As of today, in 2013, this design, made in steel, can be found in some (relatively) inexpensive Platinum models: Balance/Cool, Affection, and steel-nib Standard. On more upscale models –Sheep, gold-nib Standard, and some low end maki-e pens— we can see it made of 14 K and 18 K gold. However, on all these models only two nib points are available: F (細) and M (中).


The Platinum Cool uses a steel version on this nib. On the picture, with a fine (細) point.

Forty years in the market make a good argument. But how do these nibs perform? They are very rigid with just a hint of bending under pressure, but they are unbelievable reliable. They do write on contact, and are never shy to speak out.

On this design the nib edges wrap around the feed and fix their relative positions. This geometry was not new or unique. It could be seen as early as in 1935 in the Chilton Wingflow pens. The claims of this manufacturer were that this shape of the nib ensured “perpetual factory precision adjustment of point and ink feed”, while “it creates a reserve pocket for ink”. However, many argue that the main point of this design was to reduce the amount of gold in the nib. But Chilton closed down in 1941, and Platinum and is still here producing wing-flow nibs for over forty years. In fact, for longer than that, albeit with different designs now no longer available.


Two units of this wing-flow design by Platinum.


Page of the 1937 catalog of Chilton with the description of the Wingflow nib and its advantages. This image was taken from the website http://www.chiltonpens.com/.

Now, the question is, once again, whether we needed gold nibs or, given the stiffness of these nibs, much cheaper steel nibs would suffice.

My thanks to Mr. Furuya.

External links:
On the Platinum Balance-Cool:
http://penaddict.com/blog/2013/5/9/platinum-balance-fountain-pen-f-nib
On Chilton:
http://www.chiltonpens.com/
http://www.chiltonpens.net/


Platinum Belage (1979) – Platinum Pigmented Blue

Bruno Taut
Yokohama, June 3rd 2013
etiquetas: Platinum, plumín musical, plumín, Chilton

2 comments:

Anonymous said...

Hi.
Beautiful nib indeed!
It looks similar to the Aurora Hastil nib of 1970.
The Aurora 88, back in 1947, also used folded flaps to keep the nib in place.

Bruno Taut said...

Thanks for passing by and commenting, Anonymous.

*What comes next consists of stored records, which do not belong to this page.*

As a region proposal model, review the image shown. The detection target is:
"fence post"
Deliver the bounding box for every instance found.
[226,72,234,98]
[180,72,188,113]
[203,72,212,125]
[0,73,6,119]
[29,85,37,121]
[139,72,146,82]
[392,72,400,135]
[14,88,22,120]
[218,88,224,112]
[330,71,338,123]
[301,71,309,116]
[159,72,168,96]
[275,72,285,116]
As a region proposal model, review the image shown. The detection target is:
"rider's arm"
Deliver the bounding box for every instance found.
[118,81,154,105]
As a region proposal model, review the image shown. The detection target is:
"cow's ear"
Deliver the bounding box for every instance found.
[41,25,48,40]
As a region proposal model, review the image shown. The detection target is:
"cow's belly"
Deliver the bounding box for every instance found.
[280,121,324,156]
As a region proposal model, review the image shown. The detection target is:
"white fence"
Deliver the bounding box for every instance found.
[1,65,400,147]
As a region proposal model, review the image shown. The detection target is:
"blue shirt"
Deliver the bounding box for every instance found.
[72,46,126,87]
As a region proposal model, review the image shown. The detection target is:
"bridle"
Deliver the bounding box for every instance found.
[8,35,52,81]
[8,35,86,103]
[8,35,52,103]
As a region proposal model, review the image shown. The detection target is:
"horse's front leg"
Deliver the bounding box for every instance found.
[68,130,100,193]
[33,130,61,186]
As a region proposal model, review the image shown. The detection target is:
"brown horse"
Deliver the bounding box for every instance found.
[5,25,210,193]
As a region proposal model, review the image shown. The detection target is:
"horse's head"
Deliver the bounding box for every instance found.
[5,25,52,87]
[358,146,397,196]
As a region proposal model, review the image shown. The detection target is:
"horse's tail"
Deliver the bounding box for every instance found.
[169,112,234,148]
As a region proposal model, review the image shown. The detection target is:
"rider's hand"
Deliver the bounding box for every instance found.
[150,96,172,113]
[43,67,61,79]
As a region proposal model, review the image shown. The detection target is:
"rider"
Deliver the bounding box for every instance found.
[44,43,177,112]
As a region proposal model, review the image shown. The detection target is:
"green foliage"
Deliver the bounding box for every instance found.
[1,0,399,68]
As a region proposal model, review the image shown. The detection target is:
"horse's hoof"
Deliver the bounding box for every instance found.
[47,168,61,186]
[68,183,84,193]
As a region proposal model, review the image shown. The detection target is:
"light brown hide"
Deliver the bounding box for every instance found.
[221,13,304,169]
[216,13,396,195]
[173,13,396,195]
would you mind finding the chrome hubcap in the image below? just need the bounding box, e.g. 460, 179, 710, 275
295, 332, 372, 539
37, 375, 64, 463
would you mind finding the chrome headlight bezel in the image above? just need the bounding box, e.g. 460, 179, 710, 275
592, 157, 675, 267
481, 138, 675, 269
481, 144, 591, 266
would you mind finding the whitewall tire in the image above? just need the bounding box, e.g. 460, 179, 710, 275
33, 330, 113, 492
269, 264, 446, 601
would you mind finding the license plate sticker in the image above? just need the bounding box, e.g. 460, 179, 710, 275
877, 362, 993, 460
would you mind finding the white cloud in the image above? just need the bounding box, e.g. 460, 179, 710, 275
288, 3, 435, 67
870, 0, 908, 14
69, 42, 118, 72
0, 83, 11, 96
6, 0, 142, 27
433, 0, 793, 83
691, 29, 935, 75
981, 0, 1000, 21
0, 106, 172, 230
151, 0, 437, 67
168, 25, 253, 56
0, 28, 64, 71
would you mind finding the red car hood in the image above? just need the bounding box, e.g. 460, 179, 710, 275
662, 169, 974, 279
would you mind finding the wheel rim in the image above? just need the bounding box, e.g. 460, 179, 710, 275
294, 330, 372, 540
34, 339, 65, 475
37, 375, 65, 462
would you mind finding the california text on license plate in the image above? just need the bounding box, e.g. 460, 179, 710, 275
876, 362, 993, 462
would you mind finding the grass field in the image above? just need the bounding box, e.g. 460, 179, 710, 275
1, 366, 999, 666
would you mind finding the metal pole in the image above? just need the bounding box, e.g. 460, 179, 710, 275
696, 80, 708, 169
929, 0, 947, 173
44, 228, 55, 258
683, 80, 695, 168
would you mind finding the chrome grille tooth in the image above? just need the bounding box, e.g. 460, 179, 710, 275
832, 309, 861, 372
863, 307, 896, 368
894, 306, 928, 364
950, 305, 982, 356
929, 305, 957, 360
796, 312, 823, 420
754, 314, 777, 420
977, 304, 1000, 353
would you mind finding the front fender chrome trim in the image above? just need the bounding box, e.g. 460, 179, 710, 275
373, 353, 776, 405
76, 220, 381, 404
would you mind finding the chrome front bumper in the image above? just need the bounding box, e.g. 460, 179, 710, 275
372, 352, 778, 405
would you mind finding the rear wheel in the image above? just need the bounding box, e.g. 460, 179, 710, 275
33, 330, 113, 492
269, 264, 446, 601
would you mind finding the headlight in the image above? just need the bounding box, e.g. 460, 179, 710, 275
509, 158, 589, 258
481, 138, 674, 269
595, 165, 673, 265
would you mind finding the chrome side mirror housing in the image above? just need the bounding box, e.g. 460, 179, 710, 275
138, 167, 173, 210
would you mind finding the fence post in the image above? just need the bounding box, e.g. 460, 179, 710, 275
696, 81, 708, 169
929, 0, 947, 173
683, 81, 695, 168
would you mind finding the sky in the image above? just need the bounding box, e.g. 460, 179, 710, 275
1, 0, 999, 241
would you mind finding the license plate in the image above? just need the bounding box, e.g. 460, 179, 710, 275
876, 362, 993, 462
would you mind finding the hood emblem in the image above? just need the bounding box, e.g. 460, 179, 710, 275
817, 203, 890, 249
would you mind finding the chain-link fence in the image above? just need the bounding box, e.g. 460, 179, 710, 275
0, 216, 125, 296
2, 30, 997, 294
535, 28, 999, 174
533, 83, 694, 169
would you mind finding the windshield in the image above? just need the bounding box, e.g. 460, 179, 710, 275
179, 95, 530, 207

Wingflow nibs have been used by many companies--Aurora (as you mentioned), Montblanc, Lamy, Pilot, Sailor,...

The interesting detail of the Platinum case was that the same nib design has been in the market for over 40 years, and was passed from model to model. Maybe Lamy could say something like this--the Safari nib is also an old design and is shared by most pen models of the company.